On the other hand, I still believe we must think positively and move ahead. Do whatever we can in every possible way to add to Pakistan’s progress….But like i said before It’s difficult Mehroz!
May God give us the courage and the strength to go on…
Well written!
Raheel
July 23, 2010
I feel we are so oblivion towards our diversity, no wonder ibecause of no proper platform for representation and discourse.
Nisha Pokhraj
July 26, 2010
wonderful writting
theburningissue
July 27, 2010
@ Desiree..
I agree that it is a difficult task under Pakistan’s prevailing conditions, but then again, isnt it so that the educated people and the media should take up this issue of our identity and culture??
One thing that I have to say here is that if Pakistan has not been able to establish its own cultural identity internationally, it is mainly because of the fact that we tend to take these essential issues lightly, as pointed out by Raheel.
Our educated elite needs to understand that Pakistan cannot grow economically, socially or politically till the time we as a nation do not establish a unique cultural and national identity that is reflective of our inherent strengths and diversity. Till the time this important task is not achieved, even the underlying problems of illiteracy, unemployment and poverty cannot be eradicated.
This is where we need to learn from countries such as China, which only managed to grow economically, politically and socially when it successfully addressed the main issue of its cultural identity.
I hope you are getting my point.
theburningissue
July 27, 2010
@ Raheel. I totally agree with your viewpoint. yes it is true that we never have had generous platforms to practice and show the world this diversity that we have in our country.

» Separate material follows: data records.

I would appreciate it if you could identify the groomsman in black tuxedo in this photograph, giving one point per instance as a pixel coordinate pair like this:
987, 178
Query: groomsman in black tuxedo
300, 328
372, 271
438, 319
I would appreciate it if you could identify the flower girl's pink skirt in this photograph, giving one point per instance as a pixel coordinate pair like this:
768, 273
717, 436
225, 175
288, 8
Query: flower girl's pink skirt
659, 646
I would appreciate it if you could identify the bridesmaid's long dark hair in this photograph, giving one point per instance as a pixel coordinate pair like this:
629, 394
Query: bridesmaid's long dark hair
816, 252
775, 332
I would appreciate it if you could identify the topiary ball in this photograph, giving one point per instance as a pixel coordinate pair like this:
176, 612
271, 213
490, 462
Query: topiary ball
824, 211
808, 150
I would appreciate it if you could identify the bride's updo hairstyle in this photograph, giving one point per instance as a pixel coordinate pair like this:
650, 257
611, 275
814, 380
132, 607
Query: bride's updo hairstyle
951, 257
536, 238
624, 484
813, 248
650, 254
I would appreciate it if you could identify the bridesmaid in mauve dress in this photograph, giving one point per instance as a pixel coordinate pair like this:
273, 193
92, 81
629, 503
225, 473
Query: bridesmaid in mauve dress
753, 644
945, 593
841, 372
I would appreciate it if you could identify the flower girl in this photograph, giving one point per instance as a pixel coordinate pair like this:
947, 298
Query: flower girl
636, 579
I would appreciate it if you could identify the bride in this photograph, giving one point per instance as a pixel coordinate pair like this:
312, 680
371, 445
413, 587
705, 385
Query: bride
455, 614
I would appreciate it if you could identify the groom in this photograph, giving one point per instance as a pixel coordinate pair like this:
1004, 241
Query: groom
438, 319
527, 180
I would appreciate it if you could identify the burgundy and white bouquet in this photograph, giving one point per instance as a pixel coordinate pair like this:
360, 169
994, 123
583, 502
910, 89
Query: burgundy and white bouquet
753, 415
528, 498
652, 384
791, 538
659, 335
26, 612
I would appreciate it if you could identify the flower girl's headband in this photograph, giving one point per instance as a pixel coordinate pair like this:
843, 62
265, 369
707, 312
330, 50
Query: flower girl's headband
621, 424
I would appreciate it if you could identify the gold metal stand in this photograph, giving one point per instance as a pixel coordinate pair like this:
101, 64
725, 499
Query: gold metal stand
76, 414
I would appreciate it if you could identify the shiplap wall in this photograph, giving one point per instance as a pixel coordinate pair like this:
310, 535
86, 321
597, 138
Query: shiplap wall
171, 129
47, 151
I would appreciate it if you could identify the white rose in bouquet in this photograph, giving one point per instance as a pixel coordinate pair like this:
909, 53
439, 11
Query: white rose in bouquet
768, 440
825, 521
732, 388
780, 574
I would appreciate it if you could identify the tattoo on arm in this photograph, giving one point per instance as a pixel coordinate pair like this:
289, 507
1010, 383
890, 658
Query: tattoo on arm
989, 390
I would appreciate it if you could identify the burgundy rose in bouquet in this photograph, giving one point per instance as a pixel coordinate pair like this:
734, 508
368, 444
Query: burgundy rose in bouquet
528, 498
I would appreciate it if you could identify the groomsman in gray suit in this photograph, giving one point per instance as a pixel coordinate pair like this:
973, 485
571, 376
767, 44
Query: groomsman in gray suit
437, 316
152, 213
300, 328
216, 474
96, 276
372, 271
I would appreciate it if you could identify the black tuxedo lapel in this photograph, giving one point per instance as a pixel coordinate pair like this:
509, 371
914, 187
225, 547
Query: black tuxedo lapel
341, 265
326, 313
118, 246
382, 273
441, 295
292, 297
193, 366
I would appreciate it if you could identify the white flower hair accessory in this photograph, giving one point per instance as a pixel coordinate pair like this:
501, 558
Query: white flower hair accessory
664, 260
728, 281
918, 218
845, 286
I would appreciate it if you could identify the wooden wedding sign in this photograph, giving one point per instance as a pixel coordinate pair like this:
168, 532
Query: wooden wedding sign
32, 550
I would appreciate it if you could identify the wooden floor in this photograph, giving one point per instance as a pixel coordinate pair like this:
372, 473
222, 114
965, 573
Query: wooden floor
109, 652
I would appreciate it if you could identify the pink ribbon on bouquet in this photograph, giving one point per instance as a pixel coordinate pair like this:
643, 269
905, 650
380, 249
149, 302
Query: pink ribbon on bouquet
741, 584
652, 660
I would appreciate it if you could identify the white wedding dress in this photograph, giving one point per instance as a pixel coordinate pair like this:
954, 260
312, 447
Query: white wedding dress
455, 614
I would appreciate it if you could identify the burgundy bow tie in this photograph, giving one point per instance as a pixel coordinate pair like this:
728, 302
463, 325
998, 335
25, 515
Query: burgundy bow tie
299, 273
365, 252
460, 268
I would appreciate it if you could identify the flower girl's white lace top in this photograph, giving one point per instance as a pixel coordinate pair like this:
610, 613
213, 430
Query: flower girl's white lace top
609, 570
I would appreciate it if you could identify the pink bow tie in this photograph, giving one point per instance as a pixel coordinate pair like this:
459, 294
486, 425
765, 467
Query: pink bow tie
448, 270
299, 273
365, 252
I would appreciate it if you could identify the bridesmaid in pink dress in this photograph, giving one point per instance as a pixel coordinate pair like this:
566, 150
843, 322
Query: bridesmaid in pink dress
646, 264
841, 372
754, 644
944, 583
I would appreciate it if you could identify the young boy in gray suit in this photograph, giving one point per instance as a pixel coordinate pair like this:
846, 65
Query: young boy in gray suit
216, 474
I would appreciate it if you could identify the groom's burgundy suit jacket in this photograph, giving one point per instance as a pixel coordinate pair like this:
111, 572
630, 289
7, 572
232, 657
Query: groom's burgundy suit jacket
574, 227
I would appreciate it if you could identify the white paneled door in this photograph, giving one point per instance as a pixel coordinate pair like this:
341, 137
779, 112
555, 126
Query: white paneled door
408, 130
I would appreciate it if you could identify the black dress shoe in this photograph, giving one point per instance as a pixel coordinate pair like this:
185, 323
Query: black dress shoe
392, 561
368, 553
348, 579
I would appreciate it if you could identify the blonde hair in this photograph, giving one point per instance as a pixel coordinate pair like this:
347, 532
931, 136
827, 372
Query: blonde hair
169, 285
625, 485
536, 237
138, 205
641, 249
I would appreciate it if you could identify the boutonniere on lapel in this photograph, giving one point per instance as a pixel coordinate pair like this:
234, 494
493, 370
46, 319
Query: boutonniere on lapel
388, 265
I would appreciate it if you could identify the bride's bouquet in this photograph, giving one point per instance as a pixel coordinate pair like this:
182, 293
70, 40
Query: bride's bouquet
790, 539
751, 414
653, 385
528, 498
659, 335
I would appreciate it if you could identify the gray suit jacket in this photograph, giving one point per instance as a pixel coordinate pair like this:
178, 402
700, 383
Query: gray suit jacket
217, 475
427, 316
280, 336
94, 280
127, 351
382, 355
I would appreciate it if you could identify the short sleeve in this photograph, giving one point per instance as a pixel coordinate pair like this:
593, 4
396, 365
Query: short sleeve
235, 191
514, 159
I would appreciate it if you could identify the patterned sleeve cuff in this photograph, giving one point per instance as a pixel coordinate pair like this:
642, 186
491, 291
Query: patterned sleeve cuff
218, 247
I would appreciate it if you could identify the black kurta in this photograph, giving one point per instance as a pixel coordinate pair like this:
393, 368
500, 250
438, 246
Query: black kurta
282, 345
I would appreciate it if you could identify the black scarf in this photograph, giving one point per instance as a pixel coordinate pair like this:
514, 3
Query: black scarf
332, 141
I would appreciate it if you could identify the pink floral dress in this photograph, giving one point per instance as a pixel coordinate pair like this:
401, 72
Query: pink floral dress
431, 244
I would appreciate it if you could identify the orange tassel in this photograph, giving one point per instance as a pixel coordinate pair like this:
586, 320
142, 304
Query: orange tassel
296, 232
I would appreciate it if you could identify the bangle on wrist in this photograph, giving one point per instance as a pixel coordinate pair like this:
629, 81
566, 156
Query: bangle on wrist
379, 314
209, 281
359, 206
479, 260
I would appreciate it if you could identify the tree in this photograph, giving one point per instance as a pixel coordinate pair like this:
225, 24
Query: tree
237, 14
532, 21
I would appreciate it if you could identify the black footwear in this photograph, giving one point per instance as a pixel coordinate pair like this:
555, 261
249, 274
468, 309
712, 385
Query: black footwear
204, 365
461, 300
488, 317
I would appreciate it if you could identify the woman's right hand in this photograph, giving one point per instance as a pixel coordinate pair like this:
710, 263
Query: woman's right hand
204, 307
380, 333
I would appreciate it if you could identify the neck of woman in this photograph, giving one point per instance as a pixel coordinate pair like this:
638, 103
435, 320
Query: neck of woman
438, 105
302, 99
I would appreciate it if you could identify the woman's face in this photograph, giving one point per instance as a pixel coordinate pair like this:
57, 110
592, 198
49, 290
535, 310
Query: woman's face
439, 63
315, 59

But dont you think that programmes like Coke Studio, or before that Pakistan Sangeet Icon and the general growth of the media brought any change in that?
Dont you think that avenues of practicing multi-culturalism in Pakistan today are much more than what they were ten or twenty years ago?
Should be interesting to read your replies to this..
Desiree Francis
July 27, 2010
Most of the ‘pro Pakistan’ educated elite is gareeb….and most of the ‘Rich educated elite’ is not pro Pakistan…
Hmmm…
Know the facts
July 29, 2010
I pity the civilians in Pakistan, who wants friendship, development and peace. Unfortunately, for your Army and ISI, the Pakistani strength lies in Creating Terrorists and Jihadis, whom they believe can give them strategic depth in Afghanistan and keep Kashmir boiling. The recent WikiLeaks has thoroughly exposed their double face. Hope Pakistan realizes this double game that their Army/ISI has pushed them into.
theburningissue
December 6, 2010
Wikileaks is actually controlled strategy that fits well in with the overall agendas of the american neocons.
Wikileaks documents are highly incredulous, devoid of much credibility and in Pakistan, they dont tell us anything that we have not known for years.
In Pakistan, we dont care whatever Wikileaks comes up with… Wikileaks is for those countries whose media industry is an expert in creating hype and stereotype in order to hide essential realities of the wrong-doings of the state!
Surely Indian media and Western media top this list of such nation states.